By using the airspeed graph, I find a time hack that I want to look at more closely. If the run card called for 70 KIAS, I’d look at that graph to find a set of stable values at 70, +/- ½ knot. Some runs are better flown than others, and on some it’s quite easy to find a good chunk of data, while on others not so much! Fortunately, we don’t need much, since the V3 is recording at 50Hz. Another key parameter is power setting. It should be stable throughout the trim shot as well as prior to the shot. If power is changing, I can’t really call the condition “stable.” After I have a time hack to look at, I highlight the line in orange, and then build out from there +/- at least a couple of seconds. When I do this, I eyeball GPS track and ground speed, VSI and altitude to see how well those parameters are dialed in. The more stable the trim shot, the more lines I may include to refine the average even more. After I’ve highlighted the lines I think will make a good trim shot, I perform some rudimentary analysis to establish the quality of the data. In some cases, a couple of portions of a leg may be good, so I'll highlight both and then use the statistical tests to determine which one will be the final trim shot for that leg.
The “avg” value is simple the average of the numbers selected for the trim shot. The next step is to define one standard deviation (“std dev”) value. Then I apply a standard error test (“std error”) to quantify the stability of the value. Obviously, we are looking for low standard deviation and error numbers, which mean the data are stable and quiet. There is actually quite a bit of TLAR (that looks about right) in this process, because I’m old school. I’m confident a young engineer well versed in MatLab could probably largely automate this process (and work a lot faster than I can!); but we don’t plan to do too many more manual calibrations.

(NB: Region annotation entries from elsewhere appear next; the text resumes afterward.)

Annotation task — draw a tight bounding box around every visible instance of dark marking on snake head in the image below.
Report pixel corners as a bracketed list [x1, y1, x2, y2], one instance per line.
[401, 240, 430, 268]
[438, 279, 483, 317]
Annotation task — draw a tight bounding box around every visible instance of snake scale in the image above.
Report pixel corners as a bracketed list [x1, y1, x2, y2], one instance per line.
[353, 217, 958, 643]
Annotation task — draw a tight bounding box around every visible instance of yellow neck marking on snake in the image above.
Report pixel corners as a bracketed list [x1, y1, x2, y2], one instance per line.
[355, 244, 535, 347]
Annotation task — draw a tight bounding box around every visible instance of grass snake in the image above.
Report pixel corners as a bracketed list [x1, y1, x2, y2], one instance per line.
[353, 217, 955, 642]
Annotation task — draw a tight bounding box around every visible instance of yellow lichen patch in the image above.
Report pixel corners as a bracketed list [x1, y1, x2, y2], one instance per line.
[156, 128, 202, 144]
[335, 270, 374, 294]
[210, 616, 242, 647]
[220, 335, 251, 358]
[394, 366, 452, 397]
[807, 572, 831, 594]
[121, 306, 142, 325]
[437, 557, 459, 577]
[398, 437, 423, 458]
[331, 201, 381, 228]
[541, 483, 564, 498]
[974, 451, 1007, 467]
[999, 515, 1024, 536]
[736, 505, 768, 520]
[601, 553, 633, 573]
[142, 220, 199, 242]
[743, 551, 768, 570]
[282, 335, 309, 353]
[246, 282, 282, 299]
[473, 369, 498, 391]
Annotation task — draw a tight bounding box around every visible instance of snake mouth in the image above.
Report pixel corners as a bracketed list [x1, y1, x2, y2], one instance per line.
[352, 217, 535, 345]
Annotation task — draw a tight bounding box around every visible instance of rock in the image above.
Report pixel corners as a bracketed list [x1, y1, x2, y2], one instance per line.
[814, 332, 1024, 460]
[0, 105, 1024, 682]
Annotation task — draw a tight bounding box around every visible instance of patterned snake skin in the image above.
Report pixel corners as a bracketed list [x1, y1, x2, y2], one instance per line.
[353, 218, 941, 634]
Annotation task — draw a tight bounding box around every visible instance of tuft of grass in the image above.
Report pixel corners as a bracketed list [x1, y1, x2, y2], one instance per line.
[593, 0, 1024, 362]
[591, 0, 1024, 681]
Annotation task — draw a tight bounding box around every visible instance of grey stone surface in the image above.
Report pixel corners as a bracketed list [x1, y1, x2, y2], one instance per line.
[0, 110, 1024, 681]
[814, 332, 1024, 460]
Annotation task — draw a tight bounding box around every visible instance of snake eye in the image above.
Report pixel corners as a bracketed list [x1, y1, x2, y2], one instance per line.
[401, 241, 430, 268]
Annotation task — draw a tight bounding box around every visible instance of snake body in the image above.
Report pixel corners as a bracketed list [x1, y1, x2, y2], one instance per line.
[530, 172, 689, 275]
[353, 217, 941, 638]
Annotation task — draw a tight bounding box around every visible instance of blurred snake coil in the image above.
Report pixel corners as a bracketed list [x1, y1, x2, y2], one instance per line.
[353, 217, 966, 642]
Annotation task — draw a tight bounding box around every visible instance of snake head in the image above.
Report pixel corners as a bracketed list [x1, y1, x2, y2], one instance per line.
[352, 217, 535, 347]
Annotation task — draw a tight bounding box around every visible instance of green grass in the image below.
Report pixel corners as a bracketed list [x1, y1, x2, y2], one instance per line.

What’s next in the manual calibration process: after the GPS speed runs are finished and we've developed these tables for each leg, well run those GPS track and speed numbers through a separate spreadsheet that calculates TAS and static source pressure error. With those data in hand, then I will drill down in to the high-rate data recorded by the V3 box to find Pfwd and P45 pressures for each trim shot. After I’ve built a pressure table, I’ll calculate aircraft weight and horsepower used for AOA calculations. All of those data will go into a third spreadsheet that will calculate absolute AOA, which we’ll plot and then curve fit to develop the aircraft curves. Once we’ve plotted the aircraft curves (4 total, one for each flap setting in the Sling), we’ll determine how many are required for accurate AOA information—it may be possible to combine some of them. Or not. We won't know until we look at the curve plots. After all of that is complete, we’ll program those curves into the V3 software. Lenny is currently modifying the software to accommodate logarithmic curves, which give better post-stall/high AOA performance the 2nd order polynomial fit we were previously using. After the curves are programmed, then we flight test to determine set points. The wifi interface is currently in flight test, so after we confirm that is working correctly, it will only be a matter of flying a particular configuration and speed and pressing an “input” button to insert the set points. We hope that the Sling aircraft are common enough that only minor set point adjustments may be required after we finish up all of the tedious work!